Young offenders receive message of non-violence

By Shavon Walker

The Youth Violence Prevention and Intervention committee convened their second call-in on May 12. This was designed to intervene on behalf of high-risk probationers aged 18-24 years. If a youth is invited to attend, his, or her, presence is required. The meeting group consists of the offender, their support system (family members and friends) and law enforcement members (FBI, police department, district attorneys).

Youth are shown how their decisions have affected themselves, their family and their community and how continued poor decision-making can further harm their lives. The young person is given positive options, such as job and school assistance. The three participating youth were encouraged to bring a family member or a friend.
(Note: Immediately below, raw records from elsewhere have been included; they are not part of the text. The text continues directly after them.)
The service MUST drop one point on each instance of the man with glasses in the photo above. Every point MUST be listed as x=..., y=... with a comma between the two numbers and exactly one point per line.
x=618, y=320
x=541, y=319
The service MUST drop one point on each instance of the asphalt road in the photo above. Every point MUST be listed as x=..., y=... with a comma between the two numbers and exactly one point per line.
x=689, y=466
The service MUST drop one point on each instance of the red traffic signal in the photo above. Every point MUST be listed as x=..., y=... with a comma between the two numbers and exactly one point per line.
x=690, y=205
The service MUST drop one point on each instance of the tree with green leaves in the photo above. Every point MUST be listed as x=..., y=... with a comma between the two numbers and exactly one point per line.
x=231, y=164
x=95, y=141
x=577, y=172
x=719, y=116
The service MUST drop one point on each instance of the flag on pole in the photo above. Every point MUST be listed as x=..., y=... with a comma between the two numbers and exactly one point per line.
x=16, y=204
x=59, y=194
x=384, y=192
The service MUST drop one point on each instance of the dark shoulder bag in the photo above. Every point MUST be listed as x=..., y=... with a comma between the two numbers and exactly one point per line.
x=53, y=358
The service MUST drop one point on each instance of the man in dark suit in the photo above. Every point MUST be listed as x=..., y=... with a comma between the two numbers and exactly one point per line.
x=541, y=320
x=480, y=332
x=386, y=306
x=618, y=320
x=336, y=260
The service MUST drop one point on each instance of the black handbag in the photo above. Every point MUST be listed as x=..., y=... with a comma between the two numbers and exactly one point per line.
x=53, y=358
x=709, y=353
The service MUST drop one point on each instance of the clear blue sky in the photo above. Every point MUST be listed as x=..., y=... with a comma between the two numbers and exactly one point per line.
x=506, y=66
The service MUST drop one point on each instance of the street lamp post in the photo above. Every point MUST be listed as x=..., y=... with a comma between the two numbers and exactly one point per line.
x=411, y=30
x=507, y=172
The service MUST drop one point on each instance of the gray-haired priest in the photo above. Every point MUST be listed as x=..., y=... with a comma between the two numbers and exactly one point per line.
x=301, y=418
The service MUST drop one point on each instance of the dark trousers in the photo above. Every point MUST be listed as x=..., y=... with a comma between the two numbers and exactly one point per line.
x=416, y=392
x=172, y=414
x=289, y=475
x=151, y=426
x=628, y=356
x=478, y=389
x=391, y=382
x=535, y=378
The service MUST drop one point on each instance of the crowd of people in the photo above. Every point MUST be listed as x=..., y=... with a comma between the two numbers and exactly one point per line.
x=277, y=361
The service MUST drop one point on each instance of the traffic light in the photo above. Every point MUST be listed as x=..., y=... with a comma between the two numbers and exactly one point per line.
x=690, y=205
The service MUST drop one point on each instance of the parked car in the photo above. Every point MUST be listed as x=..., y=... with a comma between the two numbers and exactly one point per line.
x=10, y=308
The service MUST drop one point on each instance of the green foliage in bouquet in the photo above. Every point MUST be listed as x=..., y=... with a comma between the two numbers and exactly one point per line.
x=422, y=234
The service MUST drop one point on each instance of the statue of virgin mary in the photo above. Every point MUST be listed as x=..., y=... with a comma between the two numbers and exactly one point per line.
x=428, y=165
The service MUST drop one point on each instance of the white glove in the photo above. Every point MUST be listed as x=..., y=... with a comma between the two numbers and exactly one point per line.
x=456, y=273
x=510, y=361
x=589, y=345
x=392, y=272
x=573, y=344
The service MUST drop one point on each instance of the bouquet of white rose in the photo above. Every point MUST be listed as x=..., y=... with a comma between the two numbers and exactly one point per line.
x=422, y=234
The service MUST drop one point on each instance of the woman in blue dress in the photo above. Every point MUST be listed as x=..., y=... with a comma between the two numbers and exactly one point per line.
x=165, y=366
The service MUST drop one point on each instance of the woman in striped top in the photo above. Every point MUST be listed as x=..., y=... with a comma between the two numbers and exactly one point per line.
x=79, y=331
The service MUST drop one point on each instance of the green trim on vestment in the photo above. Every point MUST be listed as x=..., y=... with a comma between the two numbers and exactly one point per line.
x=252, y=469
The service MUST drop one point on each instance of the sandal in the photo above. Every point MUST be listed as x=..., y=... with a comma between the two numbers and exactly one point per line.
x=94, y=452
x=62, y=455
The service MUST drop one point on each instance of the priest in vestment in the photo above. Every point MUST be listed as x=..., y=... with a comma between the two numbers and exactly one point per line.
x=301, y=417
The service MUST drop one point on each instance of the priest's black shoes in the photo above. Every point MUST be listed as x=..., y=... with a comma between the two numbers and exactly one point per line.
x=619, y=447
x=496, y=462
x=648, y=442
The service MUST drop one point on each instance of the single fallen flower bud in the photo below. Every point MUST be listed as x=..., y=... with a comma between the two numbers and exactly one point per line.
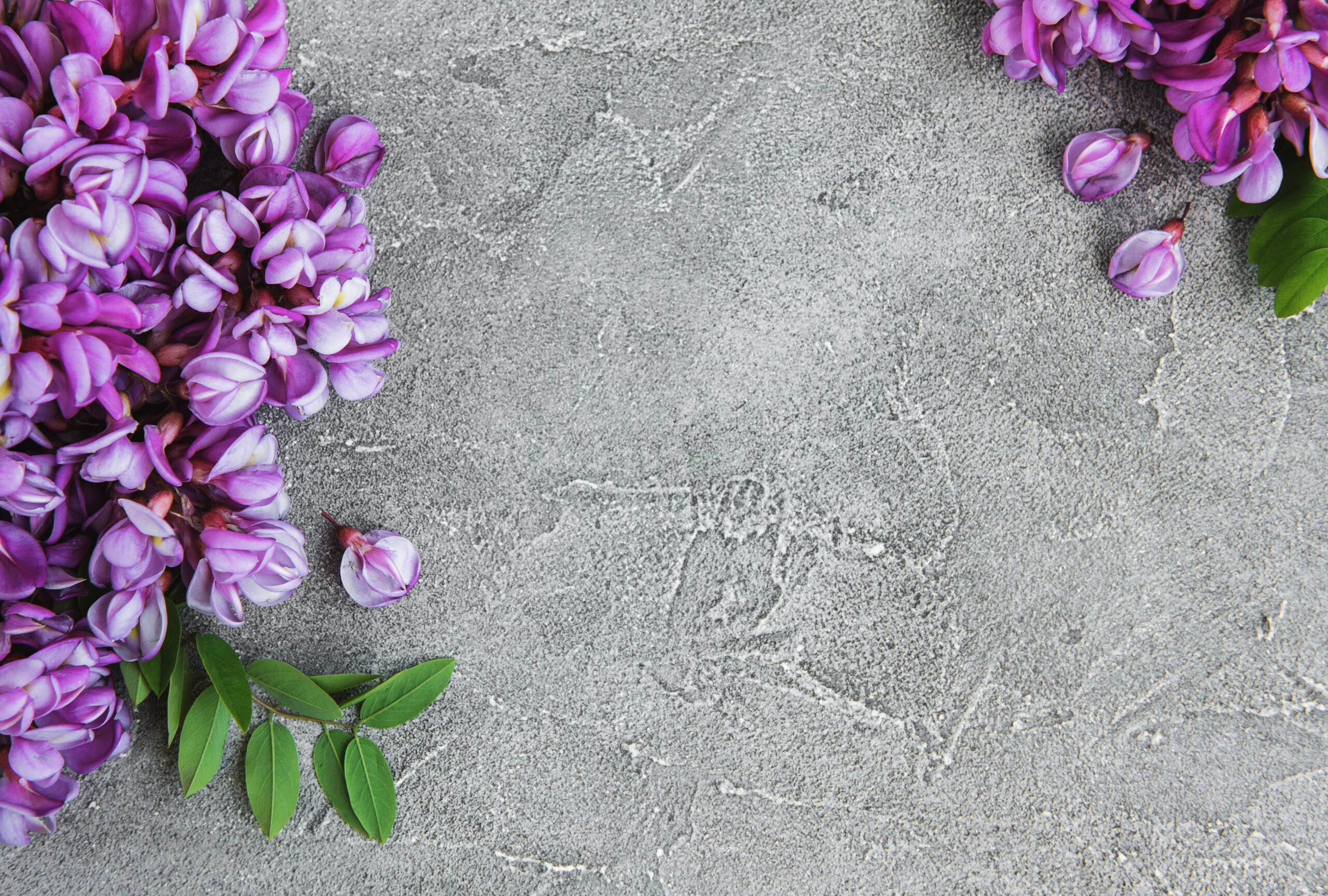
x=378, y=567
x=1151, y=263
x=1103, y=162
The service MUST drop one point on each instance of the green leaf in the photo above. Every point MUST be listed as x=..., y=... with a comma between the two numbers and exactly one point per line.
x=294, y=689
x=178, y=697
x=330, y=769
x=406, y=695
x=1305, y=282
x=202, y=741
x=228, y=674
x=271, y=776
x=1265, y=240
x=134, y=684
x=1294, y=243
x=368, y=782
x=157, y=671
x=344, y=681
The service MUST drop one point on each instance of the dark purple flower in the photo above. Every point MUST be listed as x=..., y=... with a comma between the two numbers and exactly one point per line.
x=286, y=251
x=379, y=567
x=1103, y=162
x=23, y=565
x=1258, y=166
x=1151, y=263
x=1281, y=62
x=264, y=563
x=351, y=152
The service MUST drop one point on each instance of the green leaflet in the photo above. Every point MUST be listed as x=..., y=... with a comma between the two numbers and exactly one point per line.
x=330, y=769
x=1294, y=243
x=202, y=741
x=344, y=681
x=294, y=689
x=406, y=695
x=179, y=696
x=1291, y=235
x=1303, y=283
x=368, y=782
x=134, y=684
x=271, y=776
x=158, y=669
x=228, y=674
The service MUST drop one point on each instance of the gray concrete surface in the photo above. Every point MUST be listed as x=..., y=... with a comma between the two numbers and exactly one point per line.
x=805, y=511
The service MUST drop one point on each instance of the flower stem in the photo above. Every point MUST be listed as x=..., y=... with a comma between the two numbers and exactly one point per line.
x=303, y=719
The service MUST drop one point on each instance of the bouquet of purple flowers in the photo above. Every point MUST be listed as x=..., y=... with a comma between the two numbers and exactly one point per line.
x=1251, y=80
x=144, y=320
The group works with adult and juvenile probation, as well as parole.

Union City Police Chief Greg Stewart, Stan Rodriguez from the Gang Task Force, John Creighton from the District Attorney's Office, US Attorney Wade Rhyne, and Angela Reed from the Probation Department, informed the participants that they had already been identified as gang members.

"I'm here to tell you I'm working closely with the Chief and the Gang Task Force to make sure the violence stops," Creighton told the participants. "I have a dossier with your names, your personal histories and your associates. If the police find any evidence of a crime, I will persuade the judge to send you to prison."

As the rest of law enforcement nodded in agreement, Creighton's words were given weight by the lime green folders that circulated among personnel in the audience and at the table.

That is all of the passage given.